Parallel Redundancy Protocol

Overview

Redundancy in communication networks is critical in substation automation, processing, and manufacturing application. Although there are several media redundancy communication protocols, instant switchover to backup or secondary pathways with zero reconfiguration time is required for protection of electrical substation, synchronized drivers, high-power inverters, and printing machines. Parallel Redundancy Protocol (PRP) meets these criteria and is commonly used in substation automation especially for process bus implementation. 

Salient features
  • IEC Standard (IEC 62439-3, Clause 4) providing redundancy for standard Ethernet based networks
  • Two physical network ports are used for communication, which are connected to independent networks respectively.
  • Each Ethernet frame is duplicated and transmitted on both the networks.
  • The receiver discards the duplicate frame and forwards a single copy to the higher layers of network stack.
  • The entire process of duplicating on the transmit side and discarding the duplicates on the receiver is done
    seamlessly and unknown to the application.
  • The two networks have to be independent but need not be identical.
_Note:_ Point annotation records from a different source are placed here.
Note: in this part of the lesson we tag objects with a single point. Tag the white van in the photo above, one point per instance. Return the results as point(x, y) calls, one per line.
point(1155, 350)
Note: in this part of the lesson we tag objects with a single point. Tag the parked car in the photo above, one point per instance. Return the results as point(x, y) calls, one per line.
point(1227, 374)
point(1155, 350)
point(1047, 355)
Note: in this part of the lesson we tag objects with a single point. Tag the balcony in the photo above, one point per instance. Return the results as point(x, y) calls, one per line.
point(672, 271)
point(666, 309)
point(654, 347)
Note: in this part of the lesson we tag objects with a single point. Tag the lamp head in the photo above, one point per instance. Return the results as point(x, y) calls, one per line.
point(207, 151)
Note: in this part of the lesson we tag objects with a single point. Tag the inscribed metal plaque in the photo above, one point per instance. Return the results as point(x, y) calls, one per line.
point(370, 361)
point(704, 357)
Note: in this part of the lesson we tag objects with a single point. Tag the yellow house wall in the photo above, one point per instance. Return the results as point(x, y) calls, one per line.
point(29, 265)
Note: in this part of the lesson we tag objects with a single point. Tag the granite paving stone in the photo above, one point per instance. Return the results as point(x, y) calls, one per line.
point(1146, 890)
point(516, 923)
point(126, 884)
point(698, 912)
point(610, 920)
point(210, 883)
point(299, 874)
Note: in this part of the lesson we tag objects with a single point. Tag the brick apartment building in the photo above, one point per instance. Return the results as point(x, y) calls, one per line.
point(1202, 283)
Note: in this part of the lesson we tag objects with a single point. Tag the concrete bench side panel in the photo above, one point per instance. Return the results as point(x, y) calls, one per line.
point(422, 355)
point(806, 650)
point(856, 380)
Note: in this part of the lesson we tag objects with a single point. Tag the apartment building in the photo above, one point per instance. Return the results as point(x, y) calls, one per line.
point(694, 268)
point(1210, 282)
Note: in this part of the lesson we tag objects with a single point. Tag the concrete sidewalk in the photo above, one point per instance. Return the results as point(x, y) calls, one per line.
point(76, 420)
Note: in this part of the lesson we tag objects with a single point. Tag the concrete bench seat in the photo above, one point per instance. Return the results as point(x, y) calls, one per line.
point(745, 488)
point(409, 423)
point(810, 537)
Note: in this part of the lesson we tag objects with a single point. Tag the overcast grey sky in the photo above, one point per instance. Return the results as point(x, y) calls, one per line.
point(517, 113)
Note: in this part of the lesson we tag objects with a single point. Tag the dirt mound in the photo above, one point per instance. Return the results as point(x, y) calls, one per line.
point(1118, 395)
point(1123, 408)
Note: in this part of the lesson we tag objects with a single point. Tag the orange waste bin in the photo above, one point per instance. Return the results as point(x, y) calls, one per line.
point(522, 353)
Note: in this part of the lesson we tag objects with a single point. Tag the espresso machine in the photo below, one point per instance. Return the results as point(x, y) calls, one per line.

However they should have similar timing delays.
  • Failure of a network component on a network still ensures that the duplicate is received by the receiver.
  • Can be easily scaled to large complex networks, but the cost of duplicate network resources also scales correspondingly.
our expertise

We have advanced level expertise with the design and implementation of the PRP on the Texas Instruments Sitara platform with Linux/RTOS running on the ARM core and the firmware running on the Programmable Real-time Unit (PRU) core within the Industrial Communication Sub-System (ICSS). Frame duplication on the transmit side and duplicate discard on the receive side has been offloaded to the firmware to improve the OS performance on the ARM host. The implementation has been tested rigorously under heavy traffic conditions in conjunction with the PTP protocol. Further enhancements in the performance of the driver and the firmware is currently work in progress.